Le sommet des Chefs d’État de la Communauté Économique des États de l’Afrique de l’Ouest se tiendra le 15 décembre prochain à Abuja au Nigeria. L’une des questions cruciales à aborder au cours de ces assises est d’entériner l’acte de retrait du Burkina Faso, du Mali et du Niger de la communauté. Décision douloureuse qui partagent les Chefs d’État et les populations des États membres, totalement embarrassés de voir s’éclater une organisation vieille de 49 ans. A quelques jours de cet ultime sommet, presque toutes les tentatives de médiation ont échoué, les pays de l’AES restant hermétiquement sur leur position de retrait. Pour autant toutes les portes ne sont pas fermées. Une réconciliation est possible pour sauver l’organisation qui a fait ses preuves et qui demeure aujourd’hui une référence en matière de réussite d’intégration régionale. L’abandon du protocole additionnel source de toutes les tensions et revenir à la version originelle de la CEDEAO, celle des pères fondateurs, semble être une option pour la réconciliation et que pourraient poser les pays de l’AES pour sauver les meubles.
Après quarante-neuf (49) ans d’existence, la Communauté Économique des États de l’Afrique de l’Ouest (CEDEAO) jouera son destin le 15 décembre 2024 à Abuja à l’occasion du sommet des Chefs d’État. Trois pays, Le Burkina Faso, le Mali et le Niger ont claqué la porte à l’organisation communautaire le 28 janvier 2024. A l’origine de la crise, les menaces d’intervention militaire de la CEDEAO à la suite du coup d’état intervenu au Niger le 26 juillet 2023, afin de rétablir le Président déchu dans ses fonctions, ainsi que les sanctions financières et économiques punitives prises conjointement par la CEDEAO et l’Union Economique et monétaire Ouest Africaine (UEMOA) pour faire plier les militaires qui ont pris le pouvoir au Niger.
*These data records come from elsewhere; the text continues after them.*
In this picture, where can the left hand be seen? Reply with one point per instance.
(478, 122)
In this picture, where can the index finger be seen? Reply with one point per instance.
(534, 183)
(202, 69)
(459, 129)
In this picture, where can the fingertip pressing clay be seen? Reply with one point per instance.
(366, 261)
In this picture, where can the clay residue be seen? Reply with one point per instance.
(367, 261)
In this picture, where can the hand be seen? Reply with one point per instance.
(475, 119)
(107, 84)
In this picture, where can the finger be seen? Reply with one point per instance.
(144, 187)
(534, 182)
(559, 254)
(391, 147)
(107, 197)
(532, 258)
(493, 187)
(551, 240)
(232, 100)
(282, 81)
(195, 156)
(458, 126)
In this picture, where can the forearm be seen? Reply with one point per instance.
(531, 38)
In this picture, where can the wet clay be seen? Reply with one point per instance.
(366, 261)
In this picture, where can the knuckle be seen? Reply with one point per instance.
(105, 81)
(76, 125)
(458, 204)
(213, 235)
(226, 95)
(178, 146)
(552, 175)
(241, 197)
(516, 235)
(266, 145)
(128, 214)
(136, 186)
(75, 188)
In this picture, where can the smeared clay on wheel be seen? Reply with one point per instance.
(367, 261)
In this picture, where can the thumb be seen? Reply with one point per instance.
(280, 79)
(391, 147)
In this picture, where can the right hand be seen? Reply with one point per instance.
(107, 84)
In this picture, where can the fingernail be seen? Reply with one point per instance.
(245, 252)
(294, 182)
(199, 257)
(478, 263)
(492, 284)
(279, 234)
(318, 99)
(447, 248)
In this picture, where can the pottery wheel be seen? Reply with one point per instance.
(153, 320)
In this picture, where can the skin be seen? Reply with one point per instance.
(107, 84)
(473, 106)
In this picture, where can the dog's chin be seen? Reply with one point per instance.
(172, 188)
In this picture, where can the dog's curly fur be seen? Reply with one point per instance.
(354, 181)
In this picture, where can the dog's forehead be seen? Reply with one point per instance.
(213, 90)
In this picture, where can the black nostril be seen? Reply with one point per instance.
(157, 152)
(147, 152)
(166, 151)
La CEDEAO se fondait sur le protocole sur la démocratie et la bonne gouvernance additionnel au protocole relatif au mécanisme de prévention, de gestion, de règlement des conflits, de maintien de la paix et de la sécurité, pour justifier les batteries de sanctions prises et les menaces d’intervention militaires brandies à l’endroit du Niger.
Cette décision de la CEDEAO a été très mal comprise, non pas seulement par les dirigeants des pays de l’AES mais aussi par l’écrasante majorité des populations ouest-africaines.
Il apparaît clairement que la principale source de discorde qui a toujours ébranlé la CEDEAO dans la gestion de la crise nigérienne et qui a débouché sur sa fragilisation qui tend vers un éclatement est l’interprétation et la mise en œuvre du protocole additionnel sur la démocratie et la bonne gouvernance. Depuis son adoption, ce protocole a beaucoup plus créé des problèmes qu’il n’en a résolu. A chaque fois qu’on y faisait recours pour ramener les dirigeants d’un pays membres à le respecter, les crises s’aggravent et les populations se divisent davantage. Même quand la CEDEAO parvient à faire plier les pouvoirs des pays en crise, les séquelles des divisions restent pour longtemps.
Pour autant, sur le plan économique, industriel, des transports, des télécommunications, de l’énergie, des ressources naturelles, du commerce, des questions monétaires et financières, des infrastructures, de la libre circulation des biens et des personnes, des projets communs d’intégration véritable, des passeports CEDEAO, pour ne citer que ceux-là, d’énormes efforts ont été accomplis faisant apparaître la CEDEAO comme un maillon, essentiel dans la création de la zone de libre échange continentale (ZLECAF). Point besoin de s’attarder sur les avantages d’appartenir à cette communauté. Les statistiques parlent d’elles-mêmes.
Aussi pour sauver l’organisation pour laquelle les pays de l’AES ont dépensé tant de temps et d’énergie, de compétence et d’argent et pour l’avenir de l’intégration africaine que tous les africains souhaitent à moyen terme, il est nécessaire que le Burkina Faso, le Mali et le Niger reconsidèrent leur position.
La politique de la chaise vide, de l’abandon, ne peut laisser la place à ceux qui veulent asservir et instrumentaliser la CEDEAO. Il serait donc plus judicieux de leur opposer des conditions pour un retour dans la communauté. L’exigence de l’abandon du protocole sur la démocratie et la bonne gouvernance additionnel au protocole relatif au mécanisme de prévention, de gestion, de règlement des conflits, de maintien de la paix et de la sécurité, ou tout au moins sa révision profonde pourrait être mis sur la table par les pays de l’AES. Ce serait une voie qui pourrait permettre la réconciliation au sein de la communauté fortement ébranlée aujourd’hui avec des impacts fortement ressentis par les populations dans tous les pays de la communauté.